You need to click the link to retrieve the file.
The message says
Hello,
Name used One Drive to share some files with you. (where name is the person you know)
Click on the link below
Whether or not you expect to receive such a file, you may decide to click the link.
But that is a bad idea.
There are two ways this can go
- The link is to a Russian website which attempts to copy your email contacts – once done then the scammer will send out emails in your name to all of your contacts and as they recognise you as the sender are much more likely to trust whatever is in the email.
- You on a phishing site which looks like it is One Drive. It asks for your login and password and once captured the scammer can either sell that information to other scammers or use your email login to gain access to other accounts you have.
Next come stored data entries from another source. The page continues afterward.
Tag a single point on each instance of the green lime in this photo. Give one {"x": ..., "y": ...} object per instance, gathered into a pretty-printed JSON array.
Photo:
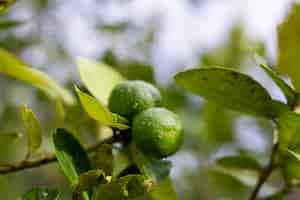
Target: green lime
[
  {"x": 132, "y": 97},
  {"x": 158, "y": 132},
  {"x": 291, "y": 169}
]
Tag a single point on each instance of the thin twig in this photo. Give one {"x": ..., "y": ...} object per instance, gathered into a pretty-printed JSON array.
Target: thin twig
[
  {"x": 6, "y": 169},
  {"x": 266, "y": 172}
]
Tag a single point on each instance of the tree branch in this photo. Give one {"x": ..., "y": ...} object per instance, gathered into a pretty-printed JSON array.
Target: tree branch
[
  {"x": 6, "y": 169},
  {"x": 266, "y": 172}
]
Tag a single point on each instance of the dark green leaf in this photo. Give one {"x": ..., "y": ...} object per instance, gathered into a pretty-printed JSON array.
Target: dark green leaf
[
  {"x": 87, "y": 180},
  {"x": 5, "y": 4},
  {"x": 231, "y": 89},
  {"x": 103, "y": 159},
  {"x": 99, "y": 112},
  {"x": 71, "y": 156},
  {"x": 8, "y": 138},
  {"x": 239, "y": 162},
  {"x": 41, "y": 194},
  {"x": 157, "y": 170},
  {"x": 12, "y": 66},
  {"x": 289, "y": 128},
  {"x": 33, "y": 129},
  {"x": 289, "y": 45},
  {"x": 288, "y": 92},
  {"x": 121, "y": 162},
  {"x": 10, "y": 24},
  {"x": 127, "y": 187},
  {"x": 291, "y": 165},
  {"x": 246, "y": 177},
  {"x": 277, "y": 196},
  {"x": 99, "y": 78},
  {"x": 60, "y": 112},
  {"x": 164, "y": 191}
]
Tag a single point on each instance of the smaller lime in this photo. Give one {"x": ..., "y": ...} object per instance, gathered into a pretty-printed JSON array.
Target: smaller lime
[
  {"x": 132, "y": 97},
  {"x": 158, "y": 132}
]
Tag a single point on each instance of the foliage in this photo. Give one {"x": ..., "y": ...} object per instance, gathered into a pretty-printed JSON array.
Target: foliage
[{"x": 93, "y": 146}]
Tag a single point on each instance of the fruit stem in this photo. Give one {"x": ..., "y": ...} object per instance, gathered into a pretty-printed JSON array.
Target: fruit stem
[{"x": 265, "y": 174}]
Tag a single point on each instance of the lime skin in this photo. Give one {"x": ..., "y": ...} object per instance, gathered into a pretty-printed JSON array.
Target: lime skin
[
  {"x": 132, "y": 97},
  {"x": 158, "y": 132}
]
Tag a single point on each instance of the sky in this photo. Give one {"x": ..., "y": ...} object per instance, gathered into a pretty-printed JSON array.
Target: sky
[{"x": 184, "y": 31}]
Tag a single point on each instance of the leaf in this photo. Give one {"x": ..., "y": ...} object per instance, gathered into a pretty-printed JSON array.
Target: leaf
[
  {"x": 12, "y": 66},
  {"x": 289, "y": 127},
  {"x": 10, "y": 24},
  {"x": 239, "y": 162},
  {"x": 230, "y": 89},
  {"x": 41, "y": 194},
  {"x": 8, "y": 138},
  {"x": 288, "y": 92},
  {"x": 127, "y": 187},
  {"x": 99, "y": 78},
  {"x": 121, "y": 162},
  {"x": 72, "y": 158},
  {"x": 103, "y": 159},
  {"x": 33, "y": 129},
  {"x": 164, "y": 191},
  {"x": 248, "y": 178},
  {"x": 289, "y": 45},
  {"x": 293, "y": 154},
  {"x": 5, "y": 4},
  {"x": 291, "y": 166},
  {"x": 277, "y": 196},
  {"x": 87, "y": 180},
  {"x": 99, "y": 112},
  {"x": 60, "y": 112},
  {"x": 157, "y": 170}
]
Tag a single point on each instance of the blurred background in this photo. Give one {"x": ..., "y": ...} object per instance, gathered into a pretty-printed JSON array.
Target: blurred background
[{"x": 149, "y": 40}]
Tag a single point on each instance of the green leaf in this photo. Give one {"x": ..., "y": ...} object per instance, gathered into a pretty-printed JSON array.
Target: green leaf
[
  {"x": 87, "y": 180},
  {"x": 289, "y": 45},
  {"x": 41, "y": 194},
  {"x": 289, "y": 128},
  {"x": 60, "y": 112},
  {"x": 127, "y": 187},
  {"x": 291, "y": 165},
  {"x": 288, "y": 92},
  {"x": 33, "y": 129},
  {"x": 99, "y": 112},
  {"x": 157, "y": 170},
  {"x": 12, "y": 66},
  {"x": 277, "y": 196},
  {"x": 239, "y": 162},
  {"x": 71, "y": 156},
  {"x": 121, "y": 161},
  {"x": 230, "y": 89},
  {"x": 164, "y": 191},
  {"x": 10, "y": 24},
  {"x": 294, "y": 154},
  {"x": 103, "y": 159},
  {"x": 5, "y": 4},
  {"x": 8, "y": 138},
  {"x": 99, "y": 78},
  {"x": 248, "y": 178}
]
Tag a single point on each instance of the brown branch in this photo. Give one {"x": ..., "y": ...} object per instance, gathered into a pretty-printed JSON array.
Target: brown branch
[
  {"x": 6, "y": 169},
  {"x": 266, "y": 172}
]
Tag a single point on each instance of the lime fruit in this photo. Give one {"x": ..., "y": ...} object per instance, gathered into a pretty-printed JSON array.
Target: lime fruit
[
  {"x": 158, "y": 132},
  {"x": 132, "y": 97}
]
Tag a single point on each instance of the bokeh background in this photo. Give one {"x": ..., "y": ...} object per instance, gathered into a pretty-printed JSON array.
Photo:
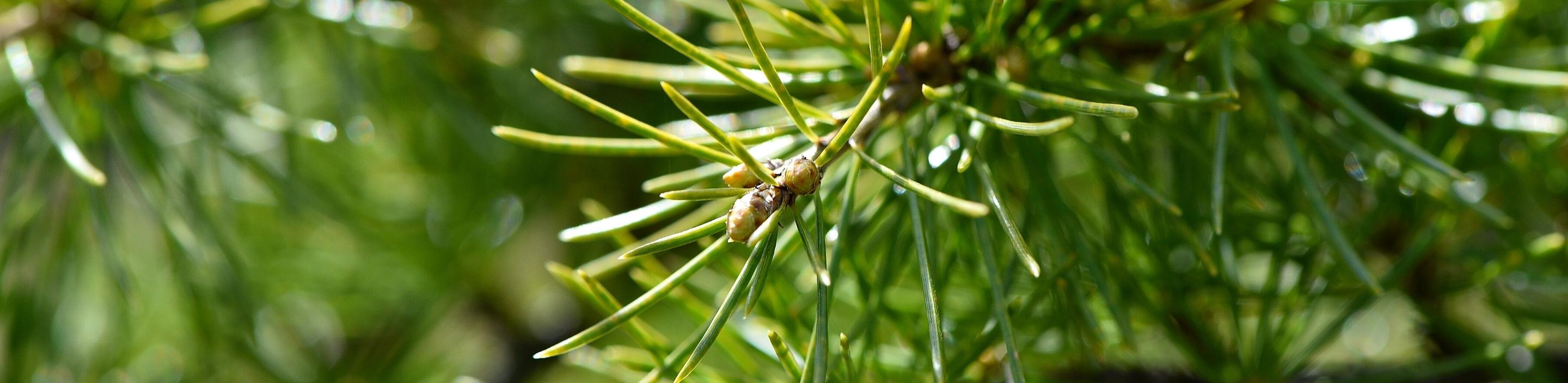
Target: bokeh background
[
  {"x": 309, "y": 190},
  {"x": 303, "y": 189}
]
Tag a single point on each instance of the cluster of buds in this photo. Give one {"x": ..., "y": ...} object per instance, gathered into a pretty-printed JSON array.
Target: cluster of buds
[{"x": 797, "y": 178}]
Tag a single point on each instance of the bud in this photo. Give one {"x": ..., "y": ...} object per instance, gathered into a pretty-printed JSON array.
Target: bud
[
  {"x": 802, "y": 176},
  {"x": 740, "y": 176},
  {"x": 753, "y": 209}
]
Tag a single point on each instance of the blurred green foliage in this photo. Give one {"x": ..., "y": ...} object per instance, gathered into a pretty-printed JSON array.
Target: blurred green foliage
[{"x": 307, "y": 190}]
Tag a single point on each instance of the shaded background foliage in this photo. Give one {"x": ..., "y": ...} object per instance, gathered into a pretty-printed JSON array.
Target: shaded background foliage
[{"x": 309, "y": 190}]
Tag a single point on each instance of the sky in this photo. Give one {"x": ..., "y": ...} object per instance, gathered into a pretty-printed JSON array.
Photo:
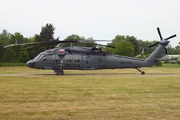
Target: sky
[{"x": 99, "y": 19}]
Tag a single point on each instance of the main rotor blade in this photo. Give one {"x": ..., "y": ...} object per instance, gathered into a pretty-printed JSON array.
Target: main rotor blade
[
  {"x": 159, "y": 32},
  {"x": 166, "y": 51},
  {"x": 106, "y": 46},
  {"x": 153, "y": 45},
  {"x": 171, "y": 37}
]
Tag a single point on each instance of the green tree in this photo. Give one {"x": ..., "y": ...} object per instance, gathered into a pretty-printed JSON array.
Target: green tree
[
  {"x": 18, "y": 38},
  {"x": 82, "y": 41},
  {"x": 46, "y": 34},
  {"x": 124, "y": 48}
]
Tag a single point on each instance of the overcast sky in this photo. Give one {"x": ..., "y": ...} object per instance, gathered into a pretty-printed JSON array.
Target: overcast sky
[{"x": 100, "y": 19}]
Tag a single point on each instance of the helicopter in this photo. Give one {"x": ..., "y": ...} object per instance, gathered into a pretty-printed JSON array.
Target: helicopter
[{"x": 90, "y": 58}]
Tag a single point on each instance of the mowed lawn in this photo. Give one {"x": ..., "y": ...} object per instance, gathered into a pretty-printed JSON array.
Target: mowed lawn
[{"x": 96, "y": 95}]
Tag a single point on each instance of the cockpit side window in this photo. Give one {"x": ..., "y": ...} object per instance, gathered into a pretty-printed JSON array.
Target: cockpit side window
[{"x": 41, "y": 56}]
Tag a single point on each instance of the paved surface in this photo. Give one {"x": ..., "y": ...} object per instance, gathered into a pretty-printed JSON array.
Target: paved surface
[{"x": 90, "y": 74}]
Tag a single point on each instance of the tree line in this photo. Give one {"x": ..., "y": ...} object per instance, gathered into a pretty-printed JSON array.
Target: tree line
[{"x": 124, "y": 45}]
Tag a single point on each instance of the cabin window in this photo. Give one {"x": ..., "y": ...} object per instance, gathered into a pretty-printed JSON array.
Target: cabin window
[
  {"x": 43, "y": 57},
  {"x": 55, "y": 58},
  {"x": 76, "y": 58},
  {"x": 67, "y": 58}
]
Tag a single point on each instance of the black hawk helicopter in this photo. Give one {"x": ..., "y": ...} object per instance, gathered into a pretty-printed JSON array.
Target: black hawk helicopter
[{"x": 90, "y": 58}]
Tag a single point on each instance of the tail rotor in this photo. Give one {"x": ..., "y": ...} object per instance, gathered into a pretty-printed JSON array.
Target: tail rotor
[{"x": 161, "y": 38}]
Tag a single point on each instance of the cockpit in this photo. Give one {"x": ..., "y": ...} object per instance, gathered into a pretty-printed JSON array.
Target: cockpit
[{"x": 41, "y": 56}]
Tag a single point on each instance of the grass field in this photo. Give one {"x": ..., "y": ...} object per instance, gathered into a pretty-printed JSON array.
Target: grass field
[{"x": 97, "y": 95}]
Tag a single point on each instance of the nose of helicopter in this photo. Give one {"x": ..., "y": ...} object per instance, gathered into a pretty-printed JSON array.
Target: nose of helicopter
[{"x": 30, "y": 64}]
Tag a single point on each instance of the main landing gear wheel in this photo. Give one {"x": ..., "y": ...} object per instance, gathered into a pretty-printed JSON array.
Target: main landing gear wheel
[{"x": 142, "y": 72}]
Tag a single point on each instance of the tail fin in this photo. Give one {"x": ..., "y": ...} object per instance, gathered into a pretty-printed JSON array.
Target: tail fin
[{"x": 159, "y": 51}]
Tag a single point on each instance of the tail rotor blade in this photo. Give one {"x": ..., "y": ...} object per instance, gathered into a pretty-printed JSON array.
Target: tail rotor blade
[
  {"x": 153, "y": 45},
  {"x": 159, "y": 32},
  {"x": 171, "y": 37},
  {"x": 166, "y": 51}
]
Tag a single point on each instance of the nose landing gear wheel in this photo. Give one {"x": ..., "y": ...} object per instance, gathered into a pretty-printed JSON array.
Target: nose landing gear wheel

Remember, for most websites the way to get back a lost password is through your registered email address and once the scammer has that, your accounts are in danger.
Whether the email you receive is a type 1 or type 2 scam – DO NOT CLICK THE LINK. Just delete the message.
Recent variants of the type 2 scam even see the website installing a rule in your email client so that all incoming emails are deleted. This is to prevent anyone warning you by email that you have been scammed and must take action immediately.
Take Action
- Change your email address
- If you have accounts using that email address and password, then change those passwords
- Check your email client to see if any rules have been added and if so then delete them
- Monitor your email carefully and if there is suspicious activity, you may want to delete that account and get yourself a new email account.